Papers of the standard genetic algorithm (ga) is applied to neural network structure search, first of all, network coding, said then genetic operation, the integral method is very concise, search space design is very simple, basic equivalent to search only connection between nodes, but the effect is very good, very worth learning source: vick algorithm public engineering note number

Paper: Genetic CNN

  • Thesis Address:Arxiv.org/abs/1703.01…

Introduction


In order to carry out neural network architecture search, the paper limits the network to a limited depth, each layer is a preset operation, but there are still many candidate networks, in order to effectively search in the huge search space, the paper proposes genetic algorithm to accelerate. Firstly, the initial population is constructed, and then the individuals in the population are genetically operated, that is, selection, crossover and variation. The adaptability is judged by the accuracy of recognition, and finally a strong population is obtained

Our Approach


Binary Network Representation

At present, MOST SOTA networks are composed of multiple stages, with layers within each stage having the same dimension, while adjacent stages are connected by pooling. Drawing on this idea, the definition of a network hasComposed of three phases,– th stage () containsIs marked as., nodes are arranged in order, only nodes with low serial number are allowed to connect to nodes with high serial number, and element-wise sum is applied to all inputs of nodes.

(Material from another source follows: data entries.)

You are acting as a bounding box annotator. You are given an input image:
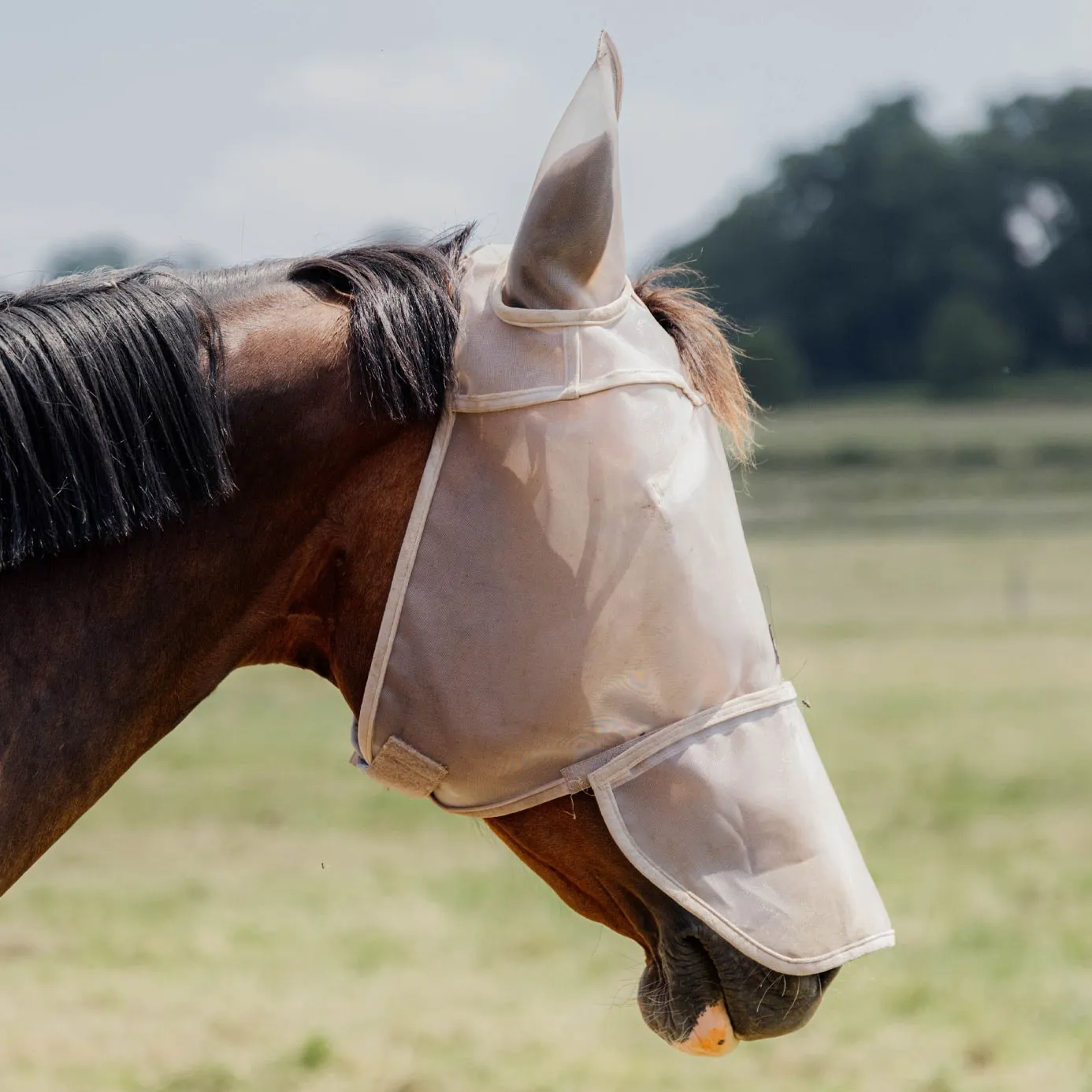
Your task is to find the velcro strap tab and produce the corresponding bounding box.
[368,736,448,796]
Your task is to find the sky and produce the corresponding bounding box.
[0,0,1092,288]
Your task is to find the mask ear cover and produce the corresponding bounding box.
[503,34,626,311]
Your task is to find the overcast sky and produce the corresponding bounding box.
[0,0,1092,286]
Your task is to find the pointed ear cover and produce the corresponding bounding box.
[504,34,626,311]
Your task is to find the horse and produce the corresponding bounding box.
[0,232,834,1043]
[0,36,869,1055]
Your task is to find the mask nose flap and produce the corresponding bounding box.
[570,684,894,975]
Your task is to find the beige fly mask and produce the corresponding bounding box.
[356,36,893,974]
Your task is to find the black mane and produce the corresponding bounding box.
[0,230,469,570]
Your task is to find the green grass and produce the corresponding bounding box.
[0,397,1092,1092]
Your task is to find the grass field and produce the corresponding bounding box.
[0,405,1092,1092]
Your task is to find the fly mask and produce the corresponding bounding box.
[354,35,894,974]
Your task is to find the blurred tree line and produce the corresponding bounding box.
[670,88,1092,404]
[45,235,213,280]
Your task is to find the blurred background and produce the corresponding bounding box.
[0,0,1092,1092]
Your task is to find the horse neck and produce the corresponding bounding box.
[0,288,430,891]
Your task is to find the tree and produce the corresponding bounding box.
[667,88,1092,390]
[46,236,136,280]
[737,322,810,408]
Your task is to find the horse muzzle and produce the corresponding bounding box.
[637,915,838,1057]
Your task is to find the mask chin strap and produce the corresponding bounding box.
[350,716,448,796]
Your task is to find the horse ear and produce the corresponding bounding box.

Each node represents the convolution operation, and BN+ReLU is connected after convolution. The network is not added to the full connection layer

Use at each stageBits represent the internal connection, with the first digit representing the connection, and the second and third bits represent connectionsandAnd so on, finallyWho has saidConnections to other nodes. forIf the,andHave a side,willAs part of the element-wise sum. The encoding is shown in Figure 1.However, there seems to be something wrong with Stage 2 encoding. According to the picture, it should be 0-10-000-0011

  • Technical Details

Each phase has two default input nodesAnd output node, the input node uses convolution to further extract the features of the previous stage, and then transfer them to the nodes without input. The output node uses elelement -wise sum of the outputs of all nodes that are not used, and then conducts a convolution and then joins the pooling layer. There are two special cases:

  • If the nodeIt is isolated and has no non-default input and output, so it is ignored, as shown in Figure 1

  • If there is no connection at the current stage and all are zero, then only one convolution is performed (originally at least one convolution is performed at the input and output nodes).

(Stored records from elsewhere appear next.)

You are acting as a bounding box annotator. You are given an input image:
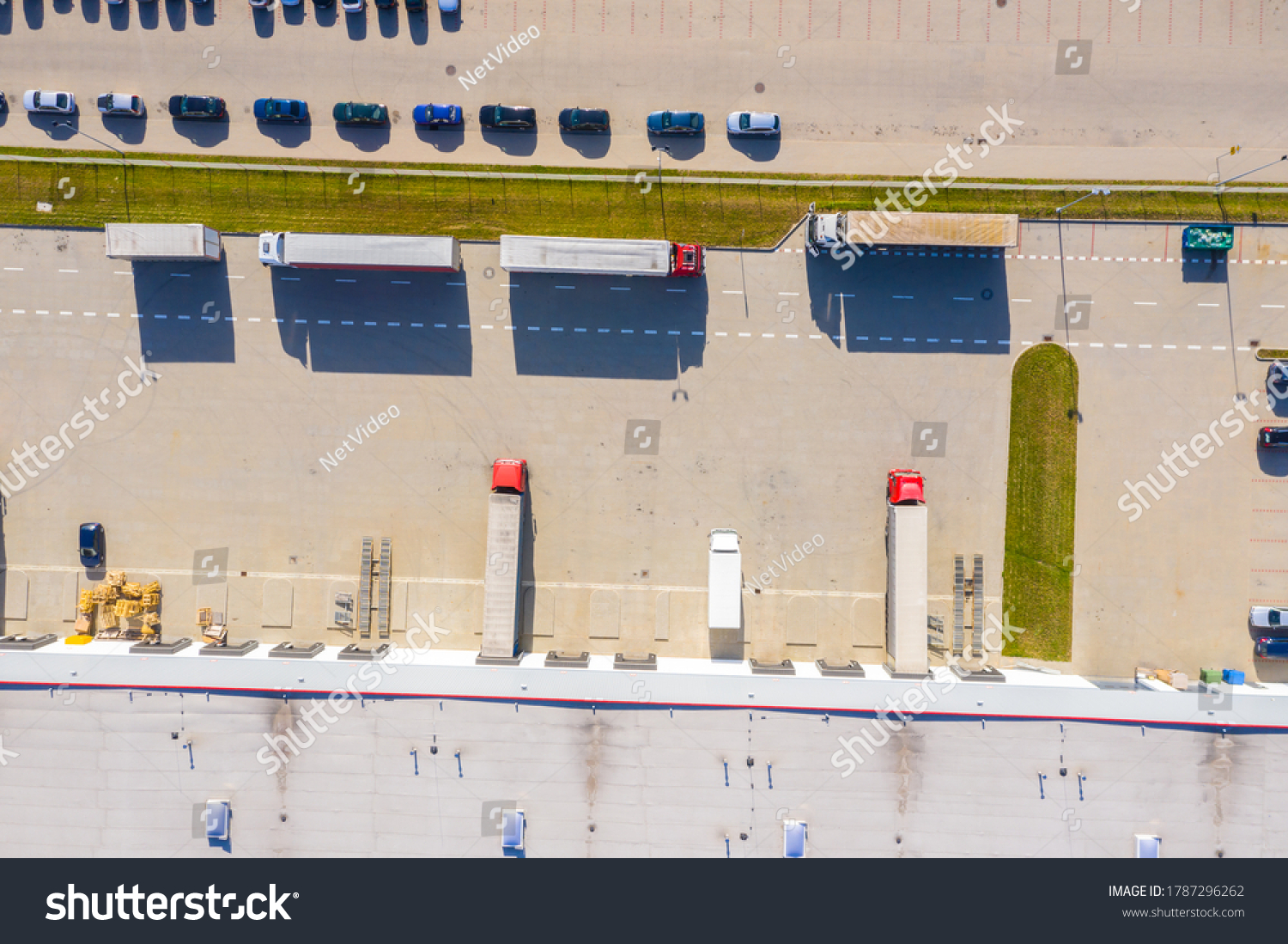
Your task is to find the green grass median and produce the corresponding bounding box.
[0,148,1288,247]
[1002,344,1078,662]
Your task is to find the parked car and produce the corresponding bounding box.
[559,108,608,131]
[726,112,782,137]
[1256,636,1288,661]
[646,112,706,134]
[411,104,465,127]
[170,95,228,119]
[331,101,389,125]
[98,91,143,119]
[1249,606,1288,632]
[254,98,309,125]
[1257,426,1288,449]
[80,521,103,567]
[479,104,538,129]
[22,88,76,114]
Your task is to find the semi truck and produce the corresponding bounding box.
[259,233,461,271]
[708,528,742,630]
[106,222,222,263]
[501,235,706,278]
[479,459,528,660]
[886,469,930,675]
[805,210,1020,255]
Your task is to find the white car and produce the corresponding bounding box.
[22,88,76,114]
[726,112,782,137]
[1249,606,1288,630]
[98,91,143,119]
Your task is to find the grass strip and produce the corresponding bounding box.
[1002,344,1078,662]
[0,155,1288,248]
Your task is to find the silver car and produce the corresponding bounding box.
[1249,606,1288,630]
[726,112,782,137]
[22,88,76,114]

  • Examples and Limitations

Such a coding form can encode the current mainstream classification structure, but it also has many limitations:

  • Currently convolution and pooling are the only connections available and other tricky modules such as Maxout cannot be used
  • The convolution kernel at each stage is fixed, which hinders the fusion of multi-scale features

Genetic Operations

The genetic algorithm process is shown in Figure 1Generation inheritance, each generation contains 3 operations, selection, variation and crossover, and the fitness values are obtained on the validation set through the trained model

  • Initialization

Initialize a collection of random models, each model is of lengthThe binary string of each of the strings obeies Bernoulli distribution.And then train and test the accuracy of each model. The initialization strategy here has little impact

  • Selection

Selection is performed before the generation of each generation-th generation before, the individualThe adaptability ofDirectly affectThe probability of survival during the selection phase. Russian Roulette method was used for specific selection, and the probability of each individual’s selection andIs proportional to,Is the lowest adaptability of the previous generation. After selection, the total population remains the same, so an individual may be selected multiple times

  • Mutation and Crossover

The mutation operation involves performing a probability of 1 per bit on the binary stringWhile crossover operations change both individuals at the same time to probabilityStages are exchanged between individuals. The probability of individual variation is zero, the probability of individuals crossing in each group isSee Algorithm 1 for the specific operation. Although this method is very simple, it is very effective

  • Evaluation

After the above operation, for each individualExercise and test to get fitness, and if the individual has been tested before, just test again and average, which removes the uncertainty from the training

Experiments


MNIST Experiments

Experimental configuration,.., initial population, a...., only produced in totalIt takes 2 GPU-day

CIFAR10 Experiments

Experimental configuration,.., initial population, a...., only produced in totalIt takes 17 GPU-day

CIFAR and SVHN Experiments

The networks learned in CIFAR-10 were tested directly on other data sets

ILSVRC2012 Experiments

The two networks in Figure 5 were trained on ILSVRC2012. First, STEM of VFFNet was used for downsampling, then the network in Figure 5 was used, and finally all connections were connected for classification

CONCLUSION


The paper applies the standard genetic algorithm to the neural network structure search, first carries on the coding representation to the network, then carries on the genetic operation, the whole method is very simple, the search space design is very simple, basically is equivalent to only searches the connection way between the nodes, but the effect is quite good, is worth learning





If this article is helpful to you, please click a like or watch it. For more content, please follow the wechat public account.